In Northern Ireland, atop Binegenagh Mountain and overlooking Lough Foyle, there sat a statue of the sea god Manannán mac Lir (below). The statue, created by artist John Darren Sutton (some of whose work can also be seen in HBO’s Game of Thrones), was one of several sculptures to be found along the Limavady Sculpture Trail. The trail was designed with visitors in mind, as a way of sharing and commemorating the area’s “most notable myths and legends.”
I say the statue of Manannán mac Lir “sat,” in the past tense, because, some time prior to Wednesday morning of last week, it was cut from its base and removed. The BBC quotes Sutton as saying the statue’s removal would have required hours of work even from multiple people:
“I made it out of clay first and then a silicone mould, before I cast it. It took me months and months to make and five or six men to carry it up there and install it.“It was very heavy and would have taken a long time to remove.”
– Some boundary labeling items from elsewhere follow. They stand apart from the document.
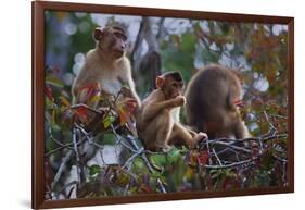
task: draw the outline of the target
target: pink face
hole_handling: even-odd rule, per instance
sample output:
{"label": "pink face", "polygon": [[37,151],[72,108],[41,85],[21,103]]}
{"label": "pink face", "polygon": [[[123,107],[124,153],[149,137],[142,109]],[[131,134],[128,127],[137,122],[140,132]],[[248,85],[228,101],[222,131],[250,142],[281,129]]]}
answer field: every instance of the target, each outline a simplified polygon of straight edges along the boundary
{"label": "pink face", "polygon": [[173,76],[166,76],[165,78],[158,76],[156,78],[156,87],[163,90],[167,99],[170,99],[182,95],[183,82],[175,81]]}

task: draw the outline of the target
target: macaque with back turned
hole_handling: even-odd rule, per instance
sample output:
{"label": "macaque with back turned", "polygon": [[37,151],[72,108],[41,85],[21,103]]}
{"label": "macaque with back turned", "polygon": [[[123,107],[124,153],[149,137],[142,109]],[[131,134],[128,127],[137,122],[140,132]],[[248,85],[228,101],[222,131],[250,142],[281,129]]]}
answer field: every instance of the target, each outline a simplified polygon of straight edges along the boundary
{"label": "macaque with back turned", "polygon": [[[101,92],[116,97],[124,85],[129,87],[129,100],[137,107],[140,99],[135,90],[130,62],[125,55],[127,36],[123,28],[97,27],[93,32],[96,48],[87,53],[86,62],[72,86],[73,104],[89,103]],[[89,104],[97,107],[97,103]]]}
{"label": "macaque with back turned", "polygon": [[237,70],[217,64],[200,70],[186,90],[187,123],[212,139],[250,137],[240,118],[241,85],[242,75]]}
{"label": "macaque with back turned", "polygon": [[137,131],[147,149],[167,151],[173,144],[193,148],[207,137],[204,133],[189,131],[179,122],[179,108],[186,103],[182,88],[183,81],[178,72],[156,77],[156,89],[143,100],[137,115]]}

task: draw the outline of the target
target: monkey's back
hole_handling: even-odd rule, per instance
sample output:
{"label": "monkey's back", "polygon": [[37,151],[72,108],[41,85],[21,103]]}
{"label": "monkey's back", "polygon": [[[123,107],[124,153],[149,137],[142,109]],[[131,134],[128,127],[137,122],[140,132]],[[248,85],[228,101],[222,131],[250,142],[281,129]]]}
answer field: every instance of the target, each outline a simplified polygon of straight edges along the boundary
{"label": "monkey's back", "polygon": [[226,124],[230,85],[236,83],[230,70],[220,65],[208,65],[200,70],[186,90],[186,116],[190,126],[206,132],[214,138]]}

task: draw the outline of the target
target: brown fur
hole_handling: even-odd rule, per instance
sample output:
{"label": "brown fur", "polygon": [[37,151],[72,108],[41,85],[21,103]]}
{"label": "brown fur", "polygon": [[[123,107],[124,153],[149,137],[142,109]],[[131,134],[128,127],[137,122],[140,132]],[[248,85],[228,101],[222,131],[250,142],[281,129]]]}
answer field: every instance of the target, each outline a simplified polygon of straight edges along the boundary
{"label": "brown fur", "polygon": [[190,126],[209,138],[244,138],[249,131],[236,104],[241,99],[241,74],[220,65],[200,70],[186,90],[186,116]]}
{"label": "brown fur", "polygon": [[130,97],[138,107],[140,99],[135,90],[130,62],[126,58],[126,35],[117,27],[96,28],[94,49],[87,53],[86,62],[72,86],[73,103],[86,103],[84,87],[97,84],[97,89],[116,96],[123,85],[130,88]]}

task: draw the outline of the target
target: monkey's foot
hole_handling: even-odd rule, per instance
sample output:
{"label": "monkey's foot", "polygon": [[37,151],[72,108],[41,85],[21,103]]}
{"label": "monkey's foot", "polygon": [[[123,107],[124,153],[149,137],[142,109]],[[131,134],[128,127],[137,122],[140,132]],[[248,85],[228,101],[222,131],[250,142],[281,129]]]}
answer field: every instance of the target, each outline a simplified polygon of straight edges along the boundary
{"label": "monkey's foot", "polygon": [[173,147],[167,144],[155,144],[155,147],[163,152],[169,151]]}
{"label": "monkey's foot", "polygon": [[162,148],[163,152],[168,152],[173,147],[170,147],[169,145],[167,145],[166,147]]}
{"label": "monkey's foot", "polygon": [[208,138],[206,133],[200,132],[196,136],[199,140]]}

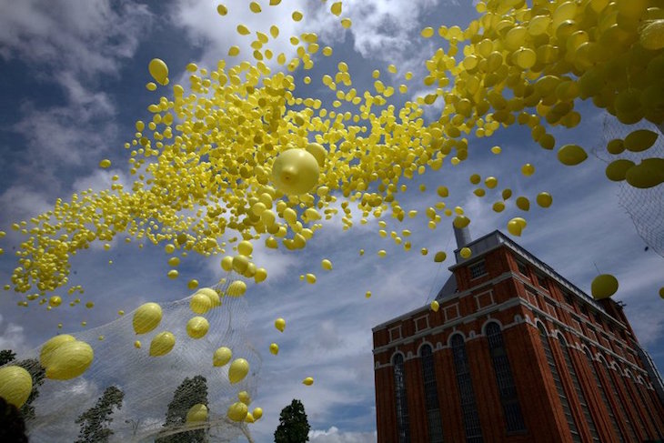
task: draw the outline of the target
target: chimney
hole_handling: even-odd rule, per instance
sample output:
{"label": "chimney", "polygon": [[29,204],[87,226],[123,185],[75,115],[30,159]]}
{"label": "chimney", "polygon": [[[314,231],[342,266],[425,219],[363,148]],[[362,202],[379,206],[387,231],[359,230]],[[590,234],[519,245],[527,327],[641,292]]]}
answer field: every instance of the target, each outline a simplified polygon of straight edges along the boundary
{"label": "chimney", "polygon": [[470,229],[468,227],[459,229],[457,227],[454,227],[454,237],[457,238],[457,249],[461,249],[463,247],[472,241],[470,238]]}

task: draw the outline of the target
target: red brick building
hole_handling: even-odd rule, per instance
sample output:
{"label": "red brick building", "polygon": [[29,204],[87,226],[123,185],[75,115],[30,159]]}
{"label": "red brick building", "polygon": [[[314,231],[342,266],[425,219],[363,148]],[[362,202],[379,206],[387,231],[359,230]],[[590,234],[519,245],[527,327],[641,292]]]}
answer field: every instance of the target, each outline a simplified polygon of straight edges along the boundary
{"label": "red brick building", "polygon": [[373,328],[378,442],[664,438],[664,388],[612,299],[596,301],[499,231],[456,230],[429,306]]}

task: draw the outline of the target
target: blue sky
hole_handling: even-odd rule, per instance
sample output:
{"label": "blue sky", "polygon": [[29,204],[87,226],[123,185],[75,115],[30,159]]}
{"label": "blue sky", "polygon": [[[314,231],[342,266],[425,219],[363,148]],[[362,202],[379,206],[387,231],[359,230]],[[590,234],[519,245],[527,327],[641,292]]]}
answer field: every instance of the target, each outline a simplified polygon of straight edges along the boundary
{"label": "blue sky", "polygon": [[[20,240],[9,228],[12,223],[48,210],[57,197],[67,199],[88,187],[108,188],[115,174],[122,183],[131,184],[123,144],[133,136],[134,122],[147,117],[147,105],[161,92],[145,88],[153,57],[167,63],[175,84],[186,78],[189,62],[216,66],[233,45],[249,54],[249,41],[235,31],[238,23],[266,32],[270,25],[277,25],[281,37],[277,45],[285,51],[292,51],[286,42],[288,36],[317,32],[323,45],[334,48],[334,55],[316,58],[311,71],[294,74],[297,92],[331,102],[334,98],[320,78],[334,75],[337,63],[346,61],[358,91],[371,87],[373,69],[380,69],[381,79],[395,86],[403,82],[406,71],[412,71],[409,93],[395,98],[398,105],[428,93],[422,84],[423,62],[435,45],[442,45],[438,37],[423,40],[419,31],[428,25],[465,25],[476,15],[469,2],[454,0],[349,1],[344,2],[344,16],[352,19],[353,26],[345,30],[328,6],[318,2],[284,2],[275,8],[262,2],[266,5],[260,15],[250,13],[247,3],[226,1],[230,12],[221,17],[216,11],[217,2],[205,0],[0,0],[0,84],[5,86],[0,101],[0,229],[7,232],[0,240],[5,250],[0,256],[3,284],[9,282],[16,266],[13,248]],[[296,9],[305,13],[298,24],[290,19]],[[388,64],[397,66],[397,76],[386,76]],[[312,77],[308,86],[301,81],[305,75]],[[558,146],[576,143],[590,152],[606,141],[605,116],[589,104],[578,106],[584,116],[582,124],[572,130],[554,129],[552,134]],[[427,116],[435,116],[435,110],[428,110]],[[609,122],[613,125],[610,118]],[[616,126],[612,131],[625,134],[626,129]],[[658,143],[661,149],[661,141]],[[489,152],[495,145],[502,146],[500,156]],[[516,241],[588,292],[596,266],[602,273],[614,274],[620,282],[615,299],[627,304],[639,339],[663,367],[664,313],[658,296],[664,286],[662,258],[652,248],[644,251],[643,240],[619,204],[619,186],[604,176],[605,163],[590,156],[578,166],[564,166],[555,151],[541,149],[522,127],[502,129],[488,139],[471,137],[468,150],[469,161],[456,167],[446,164],[408,183],[399,201],[407,210],[418,209],[418,217],[403,224],[386,218],[387,232],[412,231],[410,252],[389,237],[381,238],[375,220],[360,225],[359,216],[347,231],[342,230],[340,219],[330,220],[305,250],[297,253],[256,246],[255,262],[269,274],[266,283],[251,287],[246,295],[247,334],[263,362],[253,406],[262,407],[265,416],[251,428],[256,441],[271,441],[281,408],[294,398],[307,409],[311,441],[376,440],[371,327],[430,301],[449,275],[451,259],[440,265],[432,257],[438,250],[452,257],[451,219],[444,218],[431,230],[424,216],[427,207],[439,201],[435,189],[440,185],[450,189],[449,207],[459,205],[466,209],[474,237],[497,228],[505,232],[508,220],[522,215],[513,204],[501,214],[491,210],[500,189],[508,186],[515,197],[528,196],[533,203],[538,192],[549,192],[553,206],[542,209],[533,204],[526,215],[528,226]],[[102,158],[113,161],[110,169],[97,167]],[[525,163],[535,165],[534,176],[520,175]],[[498,187],[484,198],[476,197],[468,182],[473,173],[496,176]],[[421,184],[427,192],[419,192]],[[633,194],[632,198],[640,199],[640,206],[652,206],[653,213],[660,211],[661,186],[648,194]],[[110,251],[93,247],[73,260],[75,274],[71,281],[86,287],[84,302],[95,301],[94,309],[65,304],[50,312],[45,307],[24,308],[16,306],[21,296],[4,292],[0,348],[27,355],[57,332],[58,322],[65,324],[64,331],[72,332],[81,329],[81,320],[87,321],[88,327],[102,326],[115,320],[118,309],[129,312],[146,301],[188,296],[190,278],[209,286],[221,276],[220,257],[192,254],[183,259],[180,277],[170,280],[163,246],[138,249],[136,244],[125,245],[122,238]],[[429,255],[421,256],[421,247],[428,247]],[[363,257],[360,248],[366,250]],[[387,251],[386,258],[377,256],[379,249]],[[320,268],[322,258],[333,262],[332,271]],[[113,265],[108,265],[109,259]],[[316,285],[300,281],[299,276],[308,272],[317,276]],[[368,299],[367,290],[373,294]],[[283,334],[273,327],[278,317],[287,322]],[[281,347],[277,357],[267,351],[273,341]],[[316,379],[312,387],[300,383],[308,376]]]}

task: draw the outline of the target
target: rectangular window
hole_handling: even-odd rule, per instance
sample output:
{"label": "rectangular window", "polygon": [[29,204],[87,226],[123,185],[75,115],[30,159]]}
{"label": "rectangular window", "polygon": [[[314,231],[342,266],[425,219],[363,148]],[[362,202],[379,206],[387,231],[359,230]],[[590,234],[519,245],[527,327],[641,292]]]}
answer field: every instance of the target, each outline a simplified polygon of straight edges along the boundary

What motivated such herculean efforts? If the thieves’ calling card is anything to go by, it might have been a detestation of perceived idol worship:
People in the Limavady area tell of the presence of a sea god in Lough Foyle, County Londonderry, and the widespread practice of making offerings to deities in Celtic times.
Those who made off with the sea god left a wooden cross with the words ‘You shall have no other gods before me’ in its place.
Until those responsible are apprehended and questioned, it’s impossible to know if the statue was actually removed for religious reasons, or if the cross was simply placed there to misdirect attention from the thieves. All the same, the amount of commitment necessary to pull this peculiar heist off seems to indicate something more than petty vandalism as the cause.